“Come Monday…” is a weekly series that will involve a review of, or commentary about, websites, movies, documentaries, television shows, sports, music, and whatever else may tickle my fancy at the time. Be assured that these reviews will be generally positive, as in accordance to the Jimmy Buffett song “Come Monday.” This is subject to change, however. In fact, I would be most derelict in my duties to neglect going on a rant every once in a while. For rants promote change, and change can be good—right? Therefore, since good is generally considered as being a positive force in 99.3% of the parallel universes that I am aware of, even a rant could be considered as being something positive, and a genuine hissy-fit would be even better (so I’m told).
The first thing I would like to say is that [Big Rig Bounty Hunters] is not another [Ice Road Truckers], which is saying a lot. For one too many camera angles making it look like certain parts of the [Dalton] were practically straight up and down, which would be impossible for a very heavily-loaded big truck to regularly traverse under its own power in the best of conditions—let alone with well over a foot of hard-packed snow and ice covering a dirt road, made me have to refrain from watching anymore episodes for a season or two. Whereas, it only took one episode of Big Rig Bounty Hunters to make it quite clear to me that the producers of the show have abandoned all pretense of actual reality for the entertainment of those who have no idea just how fake the show really is.
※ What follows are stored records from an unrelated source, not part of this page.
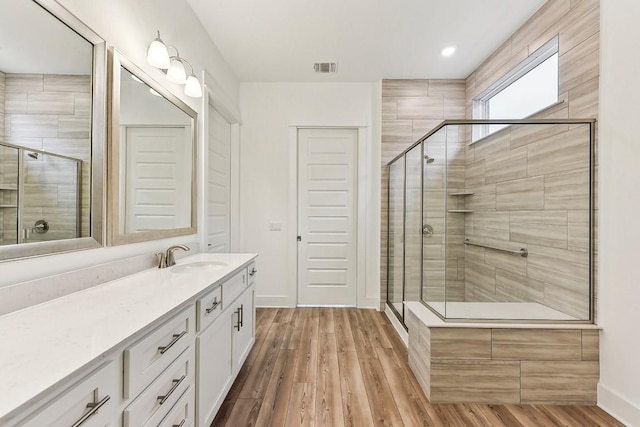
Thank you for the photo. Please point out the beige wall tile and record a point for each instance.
(24, 82)
(562, 152)
(475, 381)
(590, 345)
(536, 344)
(33, 125)
(527, 194)
(559, 382)
(82, 104)
(389, 109)
(567, 190)
(460, 343)
(580, 64)
(544, 18)
(74, 127)
(512, 286)
(579, 231)
(15, 103)
(67, 83)
(507, 166)
(489, 224)
(547, 228)
(50, 103)
(526, 134)
(421, 108)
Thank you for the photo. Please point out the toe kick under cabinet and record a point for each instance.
(175, 372)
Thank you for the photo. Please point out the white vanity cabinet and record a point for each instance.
(243, 315)
(90, 403)
(223, 345)
(169, 356)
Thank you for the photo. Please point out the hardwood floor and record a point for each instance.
(348, 367)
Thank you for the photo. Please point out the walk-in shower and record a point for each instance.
(40, 195)
(494, 226)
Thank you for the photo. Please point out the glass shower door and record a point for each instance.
(395, 228)
(413, 224)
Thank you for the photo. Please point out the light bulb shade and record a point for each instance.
(176, 72)
(192, 88)
(158, 55)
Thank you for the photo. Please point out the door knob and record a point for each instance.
(427, 230)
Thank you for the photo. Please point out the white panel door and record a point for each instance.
(219, 184)
(156, 159)
(327, 215)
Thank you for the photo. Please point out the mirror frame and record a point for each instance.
(116, 61)
(98, 135)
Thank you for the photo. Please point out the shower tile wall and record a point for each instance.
(51, 113)
(531, 183)
(410, 109)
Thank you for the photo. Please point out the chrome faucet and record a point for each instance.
(167, 259)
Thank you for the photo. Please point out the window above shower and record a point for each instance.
(530, 87)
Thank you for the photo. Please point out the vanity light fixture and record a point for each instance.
(157, 54)
(173, 67)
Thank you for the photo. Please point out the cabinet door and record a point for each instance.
(243, 316)
(214, 368)
(92, 402)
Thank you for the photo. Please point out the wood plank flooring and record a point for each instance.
(348, 367)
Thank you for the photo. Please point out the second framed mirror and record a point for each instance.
(152, 158)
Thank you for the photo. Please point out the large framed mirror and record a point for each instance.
(52, 131)
(151, 157)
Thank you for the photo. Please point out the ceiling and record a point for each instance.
(34, 41)
(279, 40)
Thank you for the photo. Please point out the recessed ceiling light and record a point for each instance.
(448, 51)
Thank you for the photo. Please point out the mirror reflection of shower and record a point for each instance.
(39, 200)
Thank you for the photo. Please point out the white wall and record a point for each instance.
(130, 26)
(619, 174)
(270, 113)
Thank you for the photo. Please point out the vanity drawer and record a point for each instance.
(183, 412)
(253, 272)
(232, 288)
(151, 355)
(94, 399)
(209, 307)
(157, 400)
Alas, when I first heard about the show, I was very intrigued. For truckloads of goods really do get hijacked on a fairly regular basis across the land, and I thought that the show might be about some of the efforts that are actually made to find and recover the stolen loot.
No, it is not. In fact, only one of the situations presented in the first episode was even plausible. For it involved tracking down a stolen truck and container trailer with a load of laptop computers around the New Jersey seaport area across the bay from New York city, but the two they had doing the tracking made [Laurel and Hardy] seem like two of the finest detectives to ever get on a case.
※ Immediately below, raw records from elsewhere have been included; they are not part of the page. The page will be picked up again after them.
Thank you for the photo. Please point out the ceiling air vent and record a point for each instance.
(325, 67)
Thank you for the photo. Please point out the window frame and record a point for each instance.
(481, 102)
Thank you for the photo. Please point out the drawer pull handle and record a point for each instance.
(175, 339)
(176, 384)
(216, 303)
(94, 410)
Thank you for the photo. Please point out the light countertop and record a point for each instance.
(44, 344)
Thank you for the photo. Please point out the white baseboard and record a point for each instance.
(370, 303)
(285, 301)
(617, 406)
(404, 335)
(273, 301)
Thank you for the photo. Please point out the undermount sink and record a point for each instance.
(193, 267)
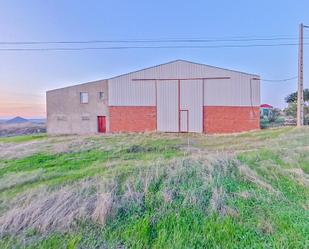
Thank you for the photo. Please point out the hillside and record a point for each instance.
(249, 190)
(17, 120)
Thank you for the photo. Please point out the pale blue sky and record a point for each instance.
(25, 76)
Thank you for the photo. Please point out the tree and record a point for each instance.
(293, 96)
(291, 109)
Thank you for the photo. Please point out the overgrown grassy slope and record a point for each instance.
(249, 190)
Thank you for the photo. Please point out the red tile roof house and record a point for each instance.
(178, 96)
(266, 110)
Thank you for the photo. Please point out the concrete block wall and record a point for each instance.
(66, 115)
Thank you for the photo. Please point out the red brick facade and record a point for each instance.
(227, 119)
(217, 119)
(132, 118)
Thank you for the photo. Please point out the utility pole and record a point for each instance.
(300, 91)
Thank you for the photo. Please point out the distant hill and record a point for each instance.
(17, 120)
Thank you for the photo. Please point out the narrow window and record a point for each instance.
(84, 98)
(101, 95)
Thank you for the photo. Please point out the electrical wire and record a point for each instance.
(193, 40)
(149, 47)
(280, 80)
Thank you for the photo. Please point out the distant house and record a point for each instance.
(266, 110)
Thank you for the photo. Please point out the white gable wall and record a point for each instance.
(123, 91)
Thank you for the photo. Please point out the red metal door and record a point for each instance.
(101, 124)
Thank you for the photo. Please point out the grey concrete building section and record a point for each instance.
(67, 115)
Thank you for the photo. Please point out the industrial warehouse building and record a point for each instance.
(178, 96)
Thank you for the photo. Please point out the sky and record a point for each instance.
(25, 76)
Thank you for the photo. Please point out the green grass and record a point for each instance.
(165, 197)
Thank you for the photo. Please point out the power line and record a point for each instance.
(280, 80)
(150, 47)
(192, 40)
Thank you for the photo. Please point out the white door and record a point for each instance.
(184, 120)
(167, 106)
(191, 99)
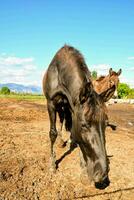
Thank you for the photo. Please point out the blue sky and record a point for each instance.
(32, 31)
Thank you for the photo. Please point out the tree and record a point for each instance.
(123, 90)
(94, 74)
(5, 90)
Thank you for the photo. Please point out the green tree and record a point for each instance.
(5, 90)
(123, 90)
(94, 74)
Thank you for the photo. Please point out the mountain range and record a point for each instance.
(22, 88)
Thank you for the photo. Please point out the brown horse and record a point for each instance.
(104, 83)
(70, 93)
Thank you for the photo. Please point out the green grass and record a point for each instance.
(23, 96)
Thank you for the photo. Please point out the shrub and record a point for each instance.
(5, 90)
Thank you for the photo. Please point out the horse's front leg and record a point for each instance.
(53, 132)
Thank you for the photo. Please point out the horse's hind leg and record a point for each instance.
(53, 131)
(61, 117)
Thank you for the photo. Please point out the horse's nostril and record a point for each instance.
(103, 184)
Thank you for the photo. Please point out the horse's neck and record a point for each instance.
(100, 85)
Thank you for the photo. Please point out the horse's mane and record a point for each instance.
(74, 55)
(100, 78)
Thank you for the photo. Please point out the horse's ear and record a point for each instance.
(119, 72)
(106, 95)
(85, 92)
(110, 71)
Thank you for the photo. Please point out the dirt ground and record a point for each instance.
(25, 172)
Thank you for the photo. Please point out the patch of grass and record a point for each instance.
(21, 96)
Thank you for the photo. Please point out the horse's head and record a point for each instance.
(91, 124)
(113, 78)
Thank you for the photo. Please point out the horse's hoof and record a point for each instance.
(62, 144)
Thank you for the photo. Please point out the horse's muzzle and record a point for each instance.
(103, 184)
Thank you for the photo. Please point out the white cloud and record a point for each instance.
(19, 70)
(131, 58)
(102, 69)
(129, 81)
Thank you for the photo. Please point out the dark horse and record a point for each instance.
(69, 92)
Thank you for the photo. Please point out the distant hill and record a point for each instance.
(22, 88)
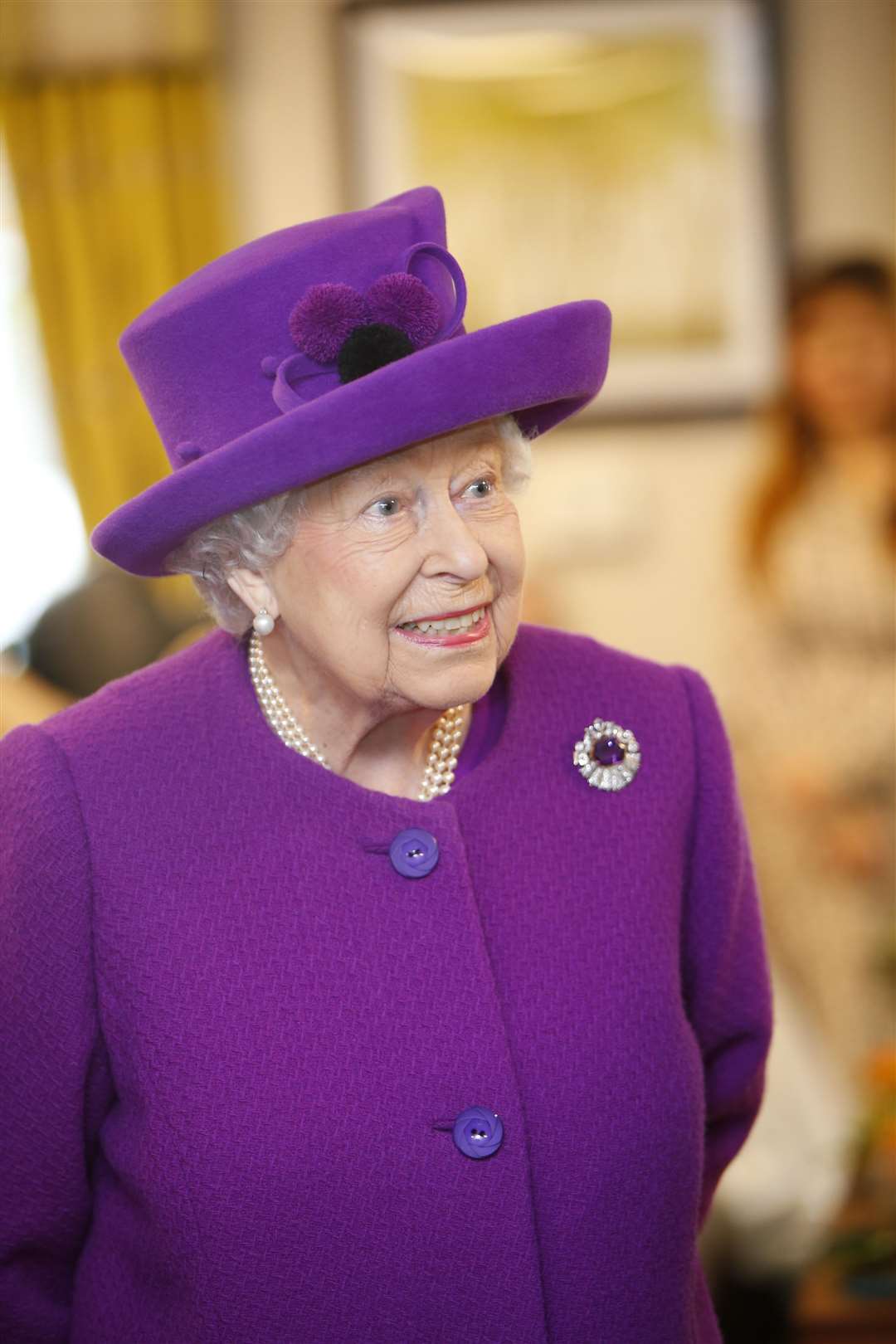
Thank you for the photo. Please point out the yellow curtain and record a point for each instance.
(119, 186)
Two of the other situations in the first episode involved the recovery of supposedly abandoned big rigs by hired teams, with both of them being laughable. For the undisputed locations of the unattended rigs were less than 50 miles from the company terminal they were out of, and the recovery of them and their cargos would be something that the terminal manager would have had either one of their local drivers or mechanics do—not pay a premium for an independent contractor.
The fourth situation arguably took the cake. For it involved a couple of guys out of Houston, Texas scrambling to get a pick-up truck with a loaded cattle trailer off of some train tracks before a freight train ground the cattle into the wrong type of hamburger.
No, I do not feel compelled to point out just what was so fake about that Texas railroad crossing situation. For if you did not get that a gentle push by the good ol’ boys pick-up was all that was needed to avoid mixing the ground chuck in with the ground round, Big Rig Bounty Hunters just might be your kind of show or at least something to keep you entertained on a slow Thursday night around 9 p.m. Central.